Mercury (Hobart)

Sharp shooters up for grand final goal rush

- MATT WINDLEY

IF SUNDAY’S A-League grand final is to be a shootout, one can only hope that rival coaches Kevin Muscat and Graham Arnold come armed with bazookas.

It’s a prospect that has even the players excited.

Both coaches have the weaponry, as Melbourne Victory and Sydney FC possess two of the more explosive attacks ever seen in the competitio­n’s history.

But grand finals are so often tight, tense affairs.

The nine previous ALeague title deciders have averaged two goals per game in regulation time, a figure that drops to 1.5 per game when Victory’s 2007 6-0 demolition of Adelaide is taken from the equation.

Just imagine, however, if Muscat and Arnold both said, “I don’t care how many goals you score against us, we’re just going to score more”.

It could result in one of the m ore entertaini­ng grand finals in Australian sports history, let alone A-League history.

With 56 goals at an average of 2.07 per game in the regular season, Victory fell just two shy of Brisbane’s goals-scored record set in 2010-11.

Its “fab four”, Besart Berisha, Fahid Ben Khalfallah, Kosta Barbarouse­s and Gui Finkler, has been so good that not even the league’s all-time leading scorer, Archie Thompson, will join the starting line-up.

Sydney, meanwhile, has scored 52 goals in the regular season, its highest tally in club history.
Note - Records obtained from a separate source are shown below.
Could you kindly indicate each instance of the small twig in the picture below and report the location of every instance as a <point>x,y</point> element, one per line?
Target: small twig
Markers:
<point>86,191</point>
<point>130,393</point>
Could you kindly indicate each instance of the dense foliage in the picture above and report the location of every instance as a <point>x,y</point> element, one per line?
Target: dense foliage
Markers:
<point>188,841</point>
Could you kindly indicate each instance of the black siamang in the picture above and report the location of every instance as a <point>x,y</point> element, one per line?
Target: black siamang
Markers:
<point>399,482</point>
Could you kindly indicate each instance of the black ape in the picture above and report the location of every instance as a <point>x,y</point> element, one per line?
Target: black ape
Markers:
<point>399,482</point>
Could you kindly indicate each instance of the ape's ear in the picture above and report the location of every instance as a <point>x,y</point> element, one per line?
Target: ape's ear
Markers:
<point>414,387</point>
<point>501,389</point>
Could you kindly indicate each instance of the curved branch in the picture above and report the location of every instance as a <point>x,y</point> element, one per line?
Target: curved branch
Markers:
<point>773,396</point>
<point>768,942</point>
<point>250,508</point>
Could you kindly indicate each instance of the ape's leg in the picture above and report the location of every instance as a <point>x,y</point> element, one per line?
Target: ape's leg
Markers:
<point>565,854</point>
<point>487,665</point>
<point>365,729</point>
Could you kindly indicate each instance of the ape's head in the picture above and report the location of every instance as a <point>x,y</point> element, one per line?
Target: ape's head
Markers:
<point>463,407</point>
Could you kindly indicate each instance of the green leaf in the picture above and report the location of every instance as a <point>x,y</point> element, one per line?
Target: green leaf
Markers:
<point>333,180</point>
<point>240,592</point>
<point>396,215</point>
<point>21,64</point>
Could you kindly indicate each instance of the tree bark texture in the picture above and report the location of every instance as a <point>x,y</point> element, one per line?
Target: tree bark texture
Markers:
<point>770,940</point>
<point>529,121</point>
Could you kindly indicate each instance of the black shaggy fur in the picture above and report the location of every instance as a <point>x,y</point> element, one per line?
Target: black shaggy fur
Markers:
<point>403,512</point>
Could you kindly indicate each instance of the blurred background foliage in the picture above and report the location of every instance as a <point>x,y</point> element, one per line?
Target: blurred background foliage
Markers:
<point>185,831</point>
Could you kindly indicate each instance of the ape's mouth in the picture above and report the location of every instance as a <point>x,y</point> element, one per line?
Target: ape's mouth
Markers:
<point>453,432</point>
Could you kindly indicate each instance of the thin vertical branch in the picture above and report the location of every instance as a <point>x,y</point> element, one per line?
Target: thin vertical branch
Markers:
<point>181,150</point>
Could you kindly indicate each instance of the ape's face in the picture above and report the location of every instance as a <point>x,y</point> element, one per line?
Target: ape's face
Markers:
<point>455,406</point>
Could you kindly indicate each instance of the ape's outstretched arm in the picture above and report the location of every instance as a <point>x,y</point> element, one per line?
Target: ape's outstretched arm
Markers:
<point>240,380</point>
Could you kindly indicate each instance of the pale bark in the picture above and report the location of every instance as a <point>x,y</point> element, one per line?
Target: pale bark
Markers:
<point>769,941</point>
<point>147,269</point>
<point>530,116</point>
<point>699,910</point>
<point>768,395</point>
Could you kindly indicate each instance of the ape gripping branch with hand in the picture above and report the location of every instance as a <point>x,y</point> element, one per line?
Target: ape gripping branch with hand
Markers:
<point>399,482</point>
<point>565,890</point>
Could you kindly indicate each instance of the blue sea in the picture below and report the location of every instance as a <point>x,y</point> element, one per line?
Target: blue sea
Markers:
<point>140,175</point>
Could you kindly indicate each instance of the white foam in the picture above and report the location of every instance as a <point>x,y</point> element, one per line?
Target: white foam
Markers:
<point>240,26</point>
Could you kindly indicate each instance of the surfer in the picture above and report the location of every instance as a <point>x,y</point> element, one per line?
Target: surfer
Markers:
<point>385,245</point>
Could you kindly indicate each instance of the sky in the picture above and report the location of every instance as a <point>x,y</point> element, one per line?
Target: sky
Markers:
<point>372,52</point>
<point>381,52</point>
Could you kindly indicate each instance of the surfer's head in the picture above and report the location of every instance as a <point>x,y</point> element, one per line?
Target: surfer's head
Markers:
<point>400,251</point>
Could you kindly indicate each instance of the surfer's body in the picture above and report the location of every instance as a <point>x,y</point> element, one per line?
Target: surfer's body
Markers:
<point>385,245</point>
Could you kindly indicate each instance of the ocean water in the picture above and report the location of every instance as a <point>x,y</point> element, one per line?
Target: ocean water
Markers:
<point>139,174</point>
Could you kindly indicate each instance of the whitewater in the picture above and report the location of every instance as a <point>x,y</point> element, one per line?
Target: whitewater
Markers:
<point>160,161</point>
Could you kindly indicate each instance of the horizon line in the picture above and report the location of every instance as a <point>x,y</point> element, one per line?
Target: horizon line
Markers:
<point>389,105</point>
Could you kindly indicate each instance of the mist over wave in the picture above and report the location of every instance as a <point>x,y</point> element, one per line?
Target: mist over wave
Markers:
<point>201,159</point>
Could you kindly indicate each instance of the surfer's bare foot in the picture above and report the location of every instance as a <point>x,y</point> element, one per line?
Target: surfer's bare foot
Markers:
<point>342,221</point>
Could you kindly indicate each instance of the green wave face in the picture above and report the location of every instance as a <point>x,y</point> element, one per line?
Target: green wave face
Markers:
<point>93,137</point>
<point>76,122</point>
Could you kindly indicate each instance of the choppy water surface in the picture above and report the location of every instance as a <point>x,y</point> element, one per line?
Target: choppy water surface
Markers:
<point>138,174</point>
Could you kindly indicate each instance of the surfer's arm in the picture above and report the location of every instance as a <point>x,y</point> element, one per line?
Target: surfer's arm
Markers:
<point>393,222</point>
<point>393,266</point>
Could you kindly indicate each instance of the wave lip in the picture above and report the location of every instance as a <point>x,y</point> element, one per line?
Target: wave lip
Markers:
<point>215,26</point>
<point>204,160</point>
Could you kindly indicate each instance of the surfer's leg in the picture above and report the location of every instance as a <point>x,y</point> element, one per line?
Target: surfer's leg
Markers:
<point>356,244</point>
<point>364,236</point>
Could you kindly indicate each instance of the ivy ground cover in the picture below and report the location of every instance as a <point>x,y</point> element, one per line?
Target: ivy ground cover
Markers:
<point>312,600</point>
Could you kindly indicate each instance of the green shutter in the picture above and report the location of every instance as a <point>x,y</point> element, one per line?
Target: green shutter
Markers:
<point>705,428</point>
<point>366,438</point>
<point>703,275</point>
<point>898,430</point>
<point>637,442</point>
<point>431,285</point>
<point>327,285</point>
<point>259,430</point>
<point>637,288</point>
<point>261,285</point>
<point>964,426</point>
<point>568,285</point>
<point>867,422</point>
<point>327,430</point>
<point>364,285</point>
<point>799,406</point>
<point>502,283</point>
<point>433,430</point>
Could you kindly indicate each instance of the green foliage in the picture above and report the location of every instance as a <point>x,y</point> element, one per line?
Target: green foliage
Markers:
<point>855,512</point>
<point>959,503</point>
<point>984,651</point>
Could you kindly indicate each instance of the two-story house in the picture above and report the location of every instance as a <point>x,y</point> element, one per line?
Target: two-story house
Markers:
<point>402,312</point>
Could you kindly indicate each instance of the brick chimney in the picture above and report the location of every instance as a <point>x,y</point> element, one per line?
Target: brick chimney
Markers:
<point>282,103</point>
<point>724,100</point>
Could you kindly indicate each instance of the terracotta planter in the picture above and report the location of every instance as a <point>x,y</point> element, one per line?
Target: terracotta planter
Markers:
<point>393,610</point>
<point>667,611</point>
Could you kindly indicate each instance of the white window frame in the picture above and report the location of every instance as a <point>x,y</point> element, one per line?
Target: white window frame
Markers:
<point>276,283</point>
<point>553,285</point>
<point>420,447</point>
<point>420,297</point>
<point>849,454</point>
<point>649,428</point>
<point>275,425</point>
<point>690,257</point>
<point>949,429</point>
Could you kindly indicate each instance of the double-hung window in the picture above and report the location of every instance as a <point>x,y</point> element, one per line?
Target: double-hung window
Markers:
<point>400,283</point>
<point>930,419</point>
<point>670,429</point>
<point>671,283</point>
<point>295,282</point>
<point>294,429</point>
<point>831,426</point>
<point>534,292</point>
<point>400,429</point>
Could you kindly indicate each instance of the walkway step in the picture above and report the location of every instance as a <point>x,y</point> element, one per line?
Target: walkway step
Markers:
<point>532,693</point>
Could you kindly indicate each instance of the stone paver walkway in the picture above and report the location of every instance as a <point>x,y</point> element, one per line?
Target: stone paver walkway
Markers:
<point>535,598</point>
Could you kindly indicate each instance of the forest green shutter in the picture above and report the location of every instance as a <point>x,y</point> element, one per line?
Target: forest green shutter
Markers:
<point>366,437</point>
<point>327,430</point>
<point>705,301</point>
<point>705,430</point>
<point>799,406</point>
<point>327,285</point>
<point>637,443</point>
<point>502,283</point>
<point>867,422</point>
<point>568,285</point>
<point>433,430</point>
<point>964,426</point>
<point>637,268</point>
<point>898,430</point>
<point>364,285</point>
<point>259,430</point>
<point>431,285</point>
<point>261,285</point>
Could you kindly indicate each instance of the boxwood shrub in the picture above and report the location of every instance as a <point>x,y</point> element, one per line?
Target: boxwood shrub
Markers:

Since the Asian Cup break it has scored 41 goals in 14 games — including the 4-1 semi-final win over Adelaide last week.

Marc Janko, Austria’s captain and Sydney’s internatio­nal marquee player, earns much of the plaudits. He did, after all, win the league’s golden boot award with a tally of 16 goals.

But if we needed any reminding of the potency of those around him — this weekend Chris Naumoff, Alex Brosque and Bernie Ibini will also line up in the front four — then we’ve got it in recent weeks.

Though Janko has failed to score in the past seven games, Sydney has continued to score for fun. Ibini has scored in each of his past three games while Brosque has scored six times in the past four matches and looms as a huge threat on Sunday.

Like Victory, Sydney also has the luxury of leaving a proven goalscorer on the bench. Shane Smeltz, second only to Thompson on the alltime A-League scorers charts with 85 goals, also can’t crack his side’s starting line-up.

Finkler said the weekend’s game was a meeting between the competitio­n’s two best teams.

“Hopefully it’s a good, entertaini­ng game with a lot of goals, just like it was in the semi-finals.,” Finkler said.